A temporada de entrega do Imposto de Renda 2026 se aproxima e reunir os documentos com antecedência pode simplificar o processo
Notícia
Otimismo no maior nível
Brasileiro acredita que desempenho da economia estimula aquisições. Indústrias apostam nesse ânimo para continuar vendendo.
01/01/1970 00:00:00
A percepção de que está mais fácil conquistar um emprego e de que a inflação está menor tem levado os consumidores a experimentarem os maiores níveis de confiança na economia registrados nos últimos cinco anos, segundo levantamento da Fundação Getulio Vargas (FGV). Em setembro, o Índice de Confiança do Consumidor (ICC) atingiu pela segunda vez consecutiva o maior patamar da série histórica com ajuste sazonal, 121,7 pontos, aumentando 0,7% em relação a agosto e 9,9% se comparado a setembro de 2009.
O estudo mostra que o fator que mais contribuiu para a elevação do índice foi a análise feita da economia atual, quesito que cresceu 3,5% e atingiu 140,8 pontos. “O consumidor tem avaliado muito bem a economia.

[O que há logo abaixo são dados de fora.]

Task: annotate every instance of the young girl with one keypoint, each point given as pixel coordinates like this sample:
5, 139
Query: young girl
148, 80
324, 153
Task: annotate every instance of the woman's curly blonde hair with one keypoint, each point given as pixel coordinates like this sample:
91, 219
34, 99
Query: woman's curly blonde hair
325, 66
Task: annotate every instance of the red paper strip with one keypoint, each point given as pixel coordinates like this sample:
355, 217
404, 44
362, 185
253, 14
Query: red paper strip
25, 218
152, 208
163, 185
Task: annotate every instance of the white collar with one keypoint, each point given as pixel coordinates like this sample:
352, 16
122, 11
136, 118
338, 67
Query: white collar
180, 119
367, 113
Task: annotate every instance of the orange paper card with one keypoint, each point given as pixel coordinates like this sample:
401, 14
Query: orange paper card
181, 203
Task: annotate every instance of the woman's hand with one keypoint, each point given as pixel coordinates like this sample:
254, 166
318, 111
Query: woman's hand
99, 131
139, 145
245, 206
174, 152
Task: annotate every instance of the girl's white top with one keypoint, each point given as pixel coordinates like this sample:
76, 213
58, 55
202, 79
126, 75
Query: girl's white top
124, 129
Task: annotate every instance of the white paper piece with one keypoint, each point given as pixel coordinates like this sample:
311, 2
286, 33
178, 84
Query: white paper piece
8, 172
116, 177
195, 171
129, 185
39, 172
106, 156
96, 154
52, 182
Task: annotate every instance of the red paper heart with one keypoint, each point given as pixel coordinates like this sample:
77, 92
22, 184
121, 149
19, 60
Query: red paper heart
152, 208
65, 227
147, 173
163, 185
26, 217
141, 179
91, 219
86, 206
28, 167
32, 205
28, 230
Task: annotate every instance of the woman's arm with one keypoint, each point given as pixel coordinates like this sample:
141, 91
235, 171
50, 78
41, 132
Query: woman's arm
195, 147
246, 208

Sobre o mercado de trabalho e sobre a situação da economia em geral. Desde 2005 não há uma avaliação tão favorável”, afirmou o coordenador de Sondagens Conjunturais da FGV, Aloísio Campelo.
Além de enxergar com bons olhos o atual momento do mercado de trabalho e da inflação, o humor do consumidor também é influenciado no período pela corrida eleitoral, que aumenta o número de empregos temporários e, consequentemente, também eleva a renda do trabalhador.
Enquanto a economia segue em expansão, o índice que aponta as expectativas para os próximos meses recuou 1,1% para 111,6 pontos. Apesar da queda, o número não deve ser lido como enfraquecimento no ânimo para o consumo nos próximos meses, segundo Campelo, uma vez que reflete um movimento natural de acomodação da demanda que se mantém em ritmo forte. “É natural que as expectativas, que estavam em um patamar muito elevado, comecem a decair um pouco. O patamar da confiança quanto ao futuro arrefeceu, mas continua acima da média histórica”, ponderou.
Reforço
Uma mostra de que apesar do recuo do índice de expectativas o consumidor não deve gastar menos até o fim do ano é a disposição em consumir bens duráveis que, de acordo com Campelo deve voltar a ganhar força. “De modo geral, a população vê o avanço econômico como favorável e, do ponto de vista do consumo, ainda está terminando a fase de ajustes de endividamento que foi contraído na época de IPI reduzido(1). O consumidor antecipou essas compras e agora está equilibrando o orçamento. A inadimplência já caiu e, nos próximos meses, deve haver retomada de compra de duráveis”, estimou.
A boa avaliação do consumidor e a proximidade das festas do fim do ano acabam refletindo no otimismo do setor produtivo, segundo levantamento realizado pela Confederação Nacional da Indústria (CNI). O Índice de Confiança do Empresário Industrial (ICEI) divulgado ontem pela instituição registrou um pequeno recuo de 0,6%, mas se manteve em 63,4 pontos em uma escala de 0 a 100 na qual valores acima de 50 indicam expectativas positivas.
O número sugere, segundo leitura do economista da CNI Marcelo Azevedo, que os empresários pretendem continuar produzindo nos próximos meses em um ritmo semelhante ao observado no último trimestre. “O otimismo praticamente estável nesse patamar alto sugere que as companhias devem manter, por exemplo, o ritmo de compra de matérias-primas o que vai levar à manutenção da atividade”, afirmou.
1 - Benefício fiscal
A redução das alíquotas do Imposto sobre Produtos Industrializados (IPI) foi um dos principais mecanismos que o governo utilizou durante a crise para evitar uma paralisação mais expressiva em setores sensíveis da economia como o automobilístico e de eletrodomésticos da linha branca (fogões, geladeiras e tanquinhos). A medida ainda está em vigor para alguns setores, como o de materiais de construção e de alguns tipos de máquinas e equipamentos.